Turek już w swoim pierwszym sezonie w gronie juniorów, wywalczył sobie miejsce w Reprezentacji Polski. Wygrał kilka prestiżowych wyścigów, a kulminacyjnym punktem sezonu było zwycięstwo w mistrzostwach Polski, co nie często zdarza się „pierwszoroczniakom”. Uczeń SMS Świdnica, miał więc przywilej startowania przez cały rok w biało-czerwonych barwach.
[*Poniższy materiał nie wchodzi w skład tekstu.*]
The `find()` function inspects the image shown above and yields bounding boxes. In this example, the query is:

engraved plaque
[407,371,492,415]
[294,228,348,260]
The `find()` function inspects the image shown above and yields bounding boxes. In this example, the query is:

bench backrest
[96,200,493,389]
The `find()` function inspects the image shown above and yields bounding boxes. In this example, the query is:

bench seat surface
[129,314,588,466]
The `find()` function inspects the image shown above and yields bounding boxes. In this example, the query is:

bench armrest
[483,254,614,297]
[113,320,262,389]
Zapytany przez nas – o to kto będzie jego najgroźniejszym rywalem w nadchodzących mistrzostwach, odpowiedział dyplomatycznie. „Jest wielu groźnych rywali w tym roku. Peleton juniorski jest bardzo wyrównany. Nie jestem w stanie określić dokładnie, kto jest moim najgroźniejszym rywalem. Nie można nikogo lekceważyć”.
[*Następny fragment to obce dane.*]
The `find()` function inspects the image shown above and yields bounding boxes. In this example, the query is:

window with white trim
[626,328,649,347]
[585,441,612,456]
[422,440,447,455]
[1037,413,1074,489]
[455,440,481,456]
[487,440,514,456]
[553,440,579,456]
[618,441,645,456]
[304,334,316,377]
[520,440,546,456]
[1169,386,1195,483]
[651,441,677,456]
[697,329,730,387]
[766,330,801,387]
Kamil nie obawia się o swoją formę i nie narzeka na kontuzje lub braki w treningach. „Moja obecna dyspozycja stale rośnie w górę. Tak naprawdę to dopiero początek. Wszystko idzie zgodnie z planem”, dodał.
Za swój mocny punkt, triumfator tegorocznego Memoriału im. Józefa Tropaczyńskiego uważa dobrą znajomość trasy, którą poznał na wylot dzięki treningom w SMS Świdnica. „Runda jest wymagająca. Tak naprawdę nie ma momentu na odpoczynek. Podjazd pod Przełęcz Tąpadła jest mi bardzo dobrze znany. Można powiedzieć, że pamiętam każdy jego centymetr. Z pewnością nie należy do łatwych i to tam dochodzi do kluczowych ataków”.
„Na razie skupiam się na Pucharze Świata, czyli wyścigu Trofeo Karlsberg w Niemczech. Później pojadę w Mistrzostwach Polski. Jeśli wszystko pójdzie zgodnie z planem, to w drugiej części roku skupie się na wyścigach międzynarodowych. Jeszcze nie postawiłem kropki nad i!”, zakończył optymistycznie młody kolarz.